Knowledge BaseContentIndex
docs-ragProduct documentationVectorize
menu-ragMenu items, ingredientsVectorize
policy-ragBusiness policiesVectorize
faq-ragCommon questionsVectorize

RAG Query Flow

from app.clients.vectorize_client import VectorizeClient

async def query_knowledge(
query: str,
index: str = "docs-rag",
top_k: int = 5
) -> List[Document]:
client = VectorizeClient()

# Generate embedding
embedding = await client.embed(query)

# Query vector store
results = await client.query(
index=index,
vector=embedding,
top_k=top_k,
min_score=0.7
)

return results

Context Injection

async def generate_with_rag(
query: str,
tier: str = "T2"
) -> str:
# Retrieve relevant documents
docs = await query_knowledge(query)

# Build context
context = "\n".join([d.content for d in docs])

# Generate with context
return await self.router.generate(
prompt=query,
system_prompt=f"Use this context to answer:\n{context}",
tier=tier
)

Safety & Guardrails

danger

Never disable safety validators in production.

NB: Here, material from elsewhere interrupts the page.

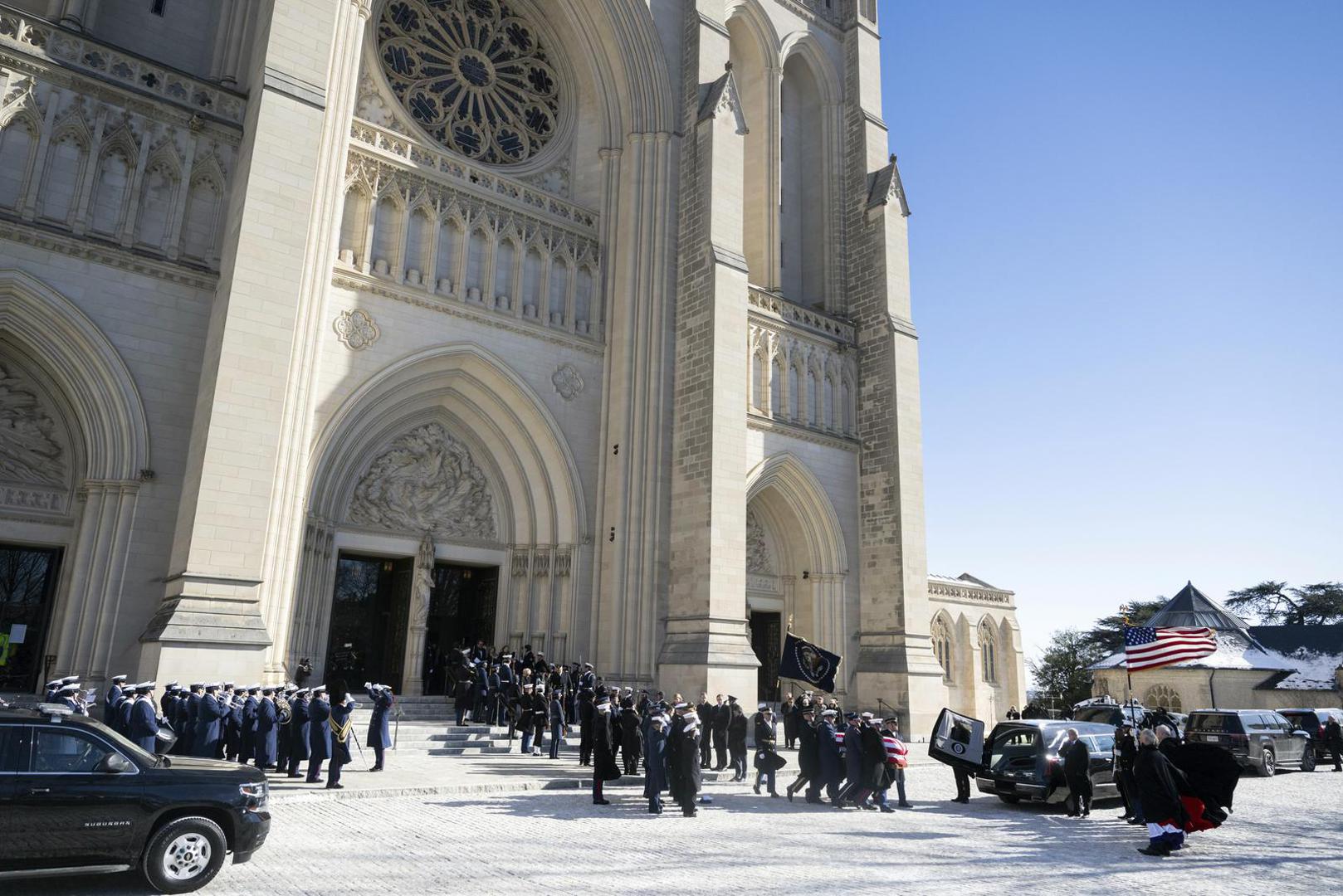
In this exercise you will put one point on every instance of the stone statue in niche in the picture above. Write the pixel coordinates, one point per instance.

All agent outputs must pass through input validation, output guardrails, and PII detection before being returned to users. Skipping these checks exposes the platform to prompt injection, data leakage, and harmful content risks.

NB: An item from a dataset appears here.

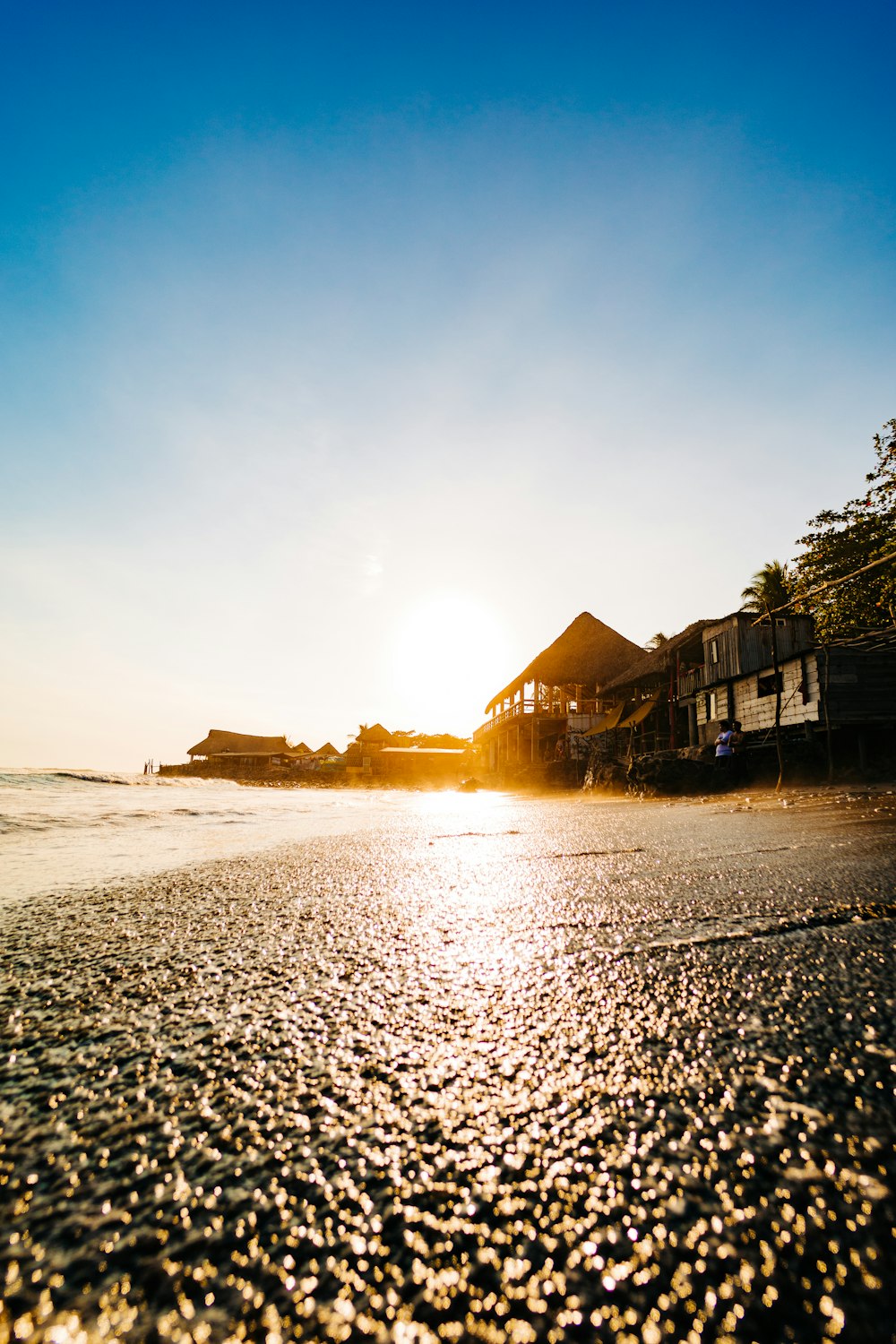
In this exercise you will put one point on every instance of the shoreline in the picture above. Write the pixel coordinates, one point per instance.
(435, 1077)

All agent outputs pass through safety validators.

Input Validation

from app.ai.safety.validators import InputValidator

validator = InputValidator()

# Check for prompt injection
if not validator.is_safe(user_input):
raise UnsafeInputError("Potential prompt injection detected")

# Check for PII
pii_detected = validator.detect_pii(user_input)
if pii_detected:
user_input = validator.redact_pii(user_input)

Output Guardrails

from app.ai.safety.guardrails import OutputGuardrails

guardrails = OutputGuardrails()

# Validate response
response = await agent.generate(input)

# Check for harmful content
if not guardrails.is_safe(response):
response = guardrails.filter(response)

# Check for hallucinations (with RAG context)
confidence = guardrails.check_groundedness(response, context)
if confidence < 0.8:
response = await regenerate_with_constraints(input)

Rate Limiting

# Per-tenant rate limits
RATE_LIMITS = {
"T1": 1000, # requests per minute
"T2": 500,
"T3": 200,
"T4": 100,
"T5": 50,
"T6": 20,
}

Monitoring & Observability

Metrics

MetricDescriptionAlert Threshold
ai.requests.totalTotal AI requests-
ai.requests.success_rateSuccess percentage< 99%
ai.requests.latency_p99P99 latency> 2s
ai.cache.hit_rateCache hit percentage< 50%
ai.fallback.countFallback occurrences> 10/min
ai.cost.dailyDaily AI costs> budget

Tracing

All requests include trace IDs for debugging:

response = await router.generate(
prompt="...",
trace_id="req-abc123-xyz789"
)

# View traces in Cockpit
# cockpit.olympuscloud.ai/traces/req-abc123-xyz789

Logging

logger.info(
"AI request completed",
extra={
"trace_id": trace_id,
"tenant_id": tenant_id,
"tier": tier,
"model": model,
"latency_ms": latency,
"cache_status": cache_status,
"input_tokens": usage.prompt_tokens,
"output_tokens": usage.completion_tokens,
}
)

Best Practices

1. Start Simple

Always try the lowest tier first and escalate only when needed.

2. Use Caching

Cache identical queries to reduce costs and latency.

3. Implement HITL

Require human approval for any action with financial or safety implications.

4. Monitor Costs

Set up alerts for unexpected cost increases.

5. Test Fallbacks

Regularly test that fallback chains work correctly.

6. Validate Outputs

Always run outputs through safety guardrails before returning to users.